Dass das Verhältnis zwischen Mütterzentren, Verwaltung und Politik nicht unbeschwert ist, wusste Michaela Bolland zu berichten. Sie ist im Jugendamt für die Jugendhilfeplanung verantwortlich. So sei „Mütterzentrum“ in Rathaushallen und Behördenfluren bisweilen  gar ein „Tabuwort“. Der Grund: „Wenn Bürger sich selbst organisieren, ist das nicht planbar.
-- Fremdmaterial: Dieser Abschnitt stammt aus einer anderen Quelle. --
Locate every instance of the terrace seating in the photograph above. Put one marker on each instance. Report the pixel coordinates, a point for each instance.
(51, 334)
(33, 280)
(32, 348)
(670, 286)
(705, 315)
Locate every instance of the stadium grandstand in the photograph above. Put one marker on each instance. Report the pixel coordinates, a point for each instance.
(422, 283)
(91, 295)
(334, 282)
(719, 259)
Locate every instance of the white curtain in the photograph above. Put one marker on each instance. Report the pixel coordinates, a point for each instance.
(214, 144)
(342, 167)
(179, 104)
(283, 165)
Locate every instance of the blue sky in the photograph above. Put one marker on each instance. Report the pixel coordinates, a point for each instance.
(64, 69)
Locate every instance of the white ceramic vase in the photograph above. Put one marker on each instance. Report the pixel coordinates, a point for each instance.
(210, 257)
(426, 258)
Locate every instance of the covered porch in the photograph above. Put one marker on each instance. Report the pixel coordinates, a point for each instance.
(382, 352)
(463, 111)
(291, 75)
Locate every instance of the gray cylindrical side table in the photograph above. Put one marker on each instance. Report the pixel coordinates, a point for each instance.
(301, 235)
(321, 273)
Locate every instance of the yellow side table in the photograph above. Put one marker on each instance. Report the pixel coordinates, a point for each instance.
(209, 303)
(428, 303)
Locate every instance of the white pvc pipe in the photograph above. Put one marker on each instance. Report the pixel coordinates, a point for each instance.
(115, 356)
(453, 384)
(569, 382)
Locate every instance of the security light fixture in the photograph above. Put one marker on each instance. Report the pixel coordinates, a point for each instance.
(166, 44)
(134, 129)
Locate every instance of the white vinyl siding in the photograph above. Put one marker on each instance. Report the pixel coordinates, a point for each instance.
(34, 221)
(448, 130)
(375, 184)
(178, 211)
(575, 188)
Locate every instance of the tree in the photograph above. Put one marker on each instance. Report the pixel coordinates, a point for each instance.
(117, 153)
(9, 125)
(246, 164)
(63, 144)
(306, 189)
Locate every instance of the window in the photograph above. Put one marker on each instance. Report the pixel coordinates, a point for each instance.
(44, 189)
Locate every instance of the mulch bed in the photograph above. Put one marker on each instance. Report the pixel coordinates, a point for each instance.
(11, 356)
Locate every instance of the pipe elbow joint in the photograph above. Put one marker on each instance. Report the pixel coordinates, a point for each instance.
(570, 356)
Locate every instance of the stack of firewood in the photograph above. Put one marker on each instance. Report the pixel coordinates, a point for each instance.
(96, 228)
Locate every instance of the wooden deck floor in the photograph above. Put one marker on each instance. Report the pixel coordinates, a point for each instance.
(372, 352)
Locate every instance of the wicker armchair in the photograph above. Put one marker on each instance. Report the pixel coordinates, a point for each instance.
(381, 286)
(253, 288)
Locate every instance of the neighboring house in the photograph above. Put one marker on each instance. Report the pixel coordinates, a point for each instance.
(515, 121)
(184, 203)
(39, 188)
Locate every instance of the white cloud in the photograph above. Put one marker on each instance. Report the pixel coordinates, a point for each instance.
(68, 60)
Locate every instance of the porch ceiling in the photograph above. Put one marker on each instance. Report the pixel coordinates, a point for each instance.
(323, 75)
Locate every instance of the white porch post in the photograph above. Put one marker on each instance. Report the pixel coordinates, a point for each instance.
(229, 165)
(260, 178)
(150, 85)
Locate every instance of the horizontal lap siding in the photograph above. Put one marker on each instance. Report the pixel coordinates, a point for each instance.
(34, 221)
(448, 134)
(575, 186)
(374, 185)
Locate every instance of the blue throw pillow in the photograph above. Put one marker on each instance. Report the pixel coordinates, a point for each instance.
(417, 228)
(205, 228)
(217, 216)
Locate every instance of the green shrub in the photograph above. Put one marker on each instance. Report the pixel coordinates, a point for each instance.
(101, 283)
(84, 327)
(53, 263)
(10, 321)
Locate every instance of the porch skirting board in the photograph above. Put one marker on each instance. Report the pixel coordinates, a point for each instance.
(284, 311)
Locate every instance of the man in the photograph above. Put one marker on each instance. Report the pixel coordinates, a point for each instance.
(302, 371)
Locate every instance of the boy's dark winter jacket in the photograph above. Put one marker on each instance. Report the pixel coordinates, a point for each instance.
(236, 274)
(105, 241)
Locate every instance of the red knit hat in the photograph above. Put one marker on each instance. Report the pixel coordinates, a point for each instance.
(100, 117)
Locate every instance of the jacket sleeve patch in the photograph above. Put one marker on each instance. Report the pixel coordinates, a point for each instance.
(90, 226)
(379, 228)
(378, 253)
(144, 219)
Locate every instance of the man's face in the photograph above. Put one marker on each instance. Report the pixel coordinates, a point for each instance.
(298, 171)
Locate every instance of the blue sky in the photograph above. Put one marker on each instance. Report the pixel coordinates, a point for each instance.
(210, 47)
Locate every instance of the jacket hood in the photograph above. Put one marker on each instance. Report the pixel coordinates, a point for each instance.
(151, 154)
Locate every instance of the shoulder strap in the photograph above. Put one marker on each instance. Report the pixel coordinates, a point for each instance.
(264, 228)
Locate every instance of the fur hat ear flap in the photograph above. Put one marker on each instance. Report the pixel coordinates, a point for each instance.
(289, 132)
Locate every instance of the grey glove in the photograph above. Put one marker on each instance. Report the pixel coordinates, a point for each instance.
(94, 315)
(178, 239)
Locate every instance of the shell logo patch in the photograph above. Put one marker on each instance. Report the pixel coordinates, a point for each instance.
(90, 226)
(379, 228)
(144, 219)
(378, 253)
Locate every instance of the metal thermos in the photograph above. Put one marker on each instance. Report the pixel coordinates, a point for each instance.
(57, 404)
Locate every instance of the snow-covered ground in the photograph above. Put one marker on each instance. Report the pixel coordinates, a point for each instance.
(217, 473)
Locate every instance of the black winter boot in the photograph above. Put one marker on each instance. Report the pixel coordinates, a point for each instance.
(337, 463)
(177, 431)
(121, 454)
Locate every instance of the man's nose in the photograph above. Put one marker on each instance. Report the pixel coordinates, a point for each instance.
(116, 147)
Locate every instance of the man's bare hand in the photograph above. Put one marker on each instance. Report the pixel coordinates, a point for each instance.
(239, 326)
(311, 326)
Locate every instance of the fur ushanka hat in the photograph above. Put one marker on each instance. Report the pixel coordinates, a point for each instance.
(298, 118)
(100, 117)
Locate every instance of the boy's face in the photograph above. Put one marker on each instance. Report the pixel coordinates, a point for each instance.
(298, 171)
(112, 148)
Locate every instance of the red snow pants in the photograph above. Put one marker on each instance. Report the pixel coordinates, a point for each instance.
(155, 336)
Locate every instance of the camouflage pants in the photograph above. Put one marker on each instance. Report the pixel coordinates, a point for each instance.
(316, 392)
Die halten sich nicht an Regeln.“ Ein Umstand, der so manchem Bürokraten bisweilen sauer aufstoße. Zudem machten die Initiativen mitunter „gehörig Druck“ und akzeptierten kein Nein, das nicht plausibel begründet sei.

Zweckfrei und doch so wichtig

Auch wenn so mancher die Entwicklung der Zentren argwöhnisch verfolge, wertvoll sei ihre Arbeit allemal, so die Expertin. „Wir brauchen zweckfreie Orte der Begegnung“, sagte sie, „Orte, an die man gehen kann, miteinander reden, auch ohne dass man ein Problem hat.“ Das institutionelle System nämlich würde allzu oft erst aktiv, wenn Schwierigkeiten aufgetreten sind. „Wir arbeiten wenig präventiv“, so Michaela Bolland durchaus selbstkritisch. Allein die Möglichkeit der bezahlbaren und flexiblen Kinderbetreuung könne eine Mutter im rechten Moment sehr entlasten. Neue große Mehrgenerationenhäuser wie in Stuttgart-Süd und im Westen werde es nicht geben, so ihre Einschätzung. Die seien nur über eine Stiftung zu tragen. Für die Zukunft setzt sie auf kleine Initiativen und Zentren in den Stadtteilen. Planen indes lasse sich das nicht. „Wir können nur die Rahmenbedingungen verbessern.“ Den generationenübergreifenden Gedanken aber sollten alle Häuser aufgreifen.

Eine Zuhörerin wollte von Michaela Bolland wissen, wie denn die Ausstattung mit Fördermitteln aussehe. Große Steigerungen seien kaum machbar, so die Expertin. Es gelte, den Status Quo in den Haushaltsberatungen zu verteidigen und punktuell Spielräume zu erweitern. Das Interesse der Politik sei bescheiden, sagte Michaela Bolland. „Wenn Bürger sich selbst helfen, können Politiker das hinterher nicht als ihren eigenen Erfolg verkaufen“, so die simple Begründung. 

Der Dezember-Treff beschloss nicht allein das Jahr 2006, er war auch der letzte, den Jürgen Armbruster moderierte. Rund fünf Jahre lang prägte er die traditionsreiche Veranstaltungsreihe, nun gibt Armbruster aus zeitlichen Gründen die Moderation an Michaela Angerer, Referentin beim Vorstand der eva, ab. In der Planung und Organisation will Armbruster dem Treff indes treu bleiben. „Vielleicht“, so der Leiter der Dienste für seelische Gesundheit, „ist ein personeller Wechsel auch mal gut, um aus einer anderen Perspektive andere Fragestellungen zu finden.“ Die kommen im Jahr 2007 bei insgesamt acht Treffs im Haus der Diakonie auf den Tisch.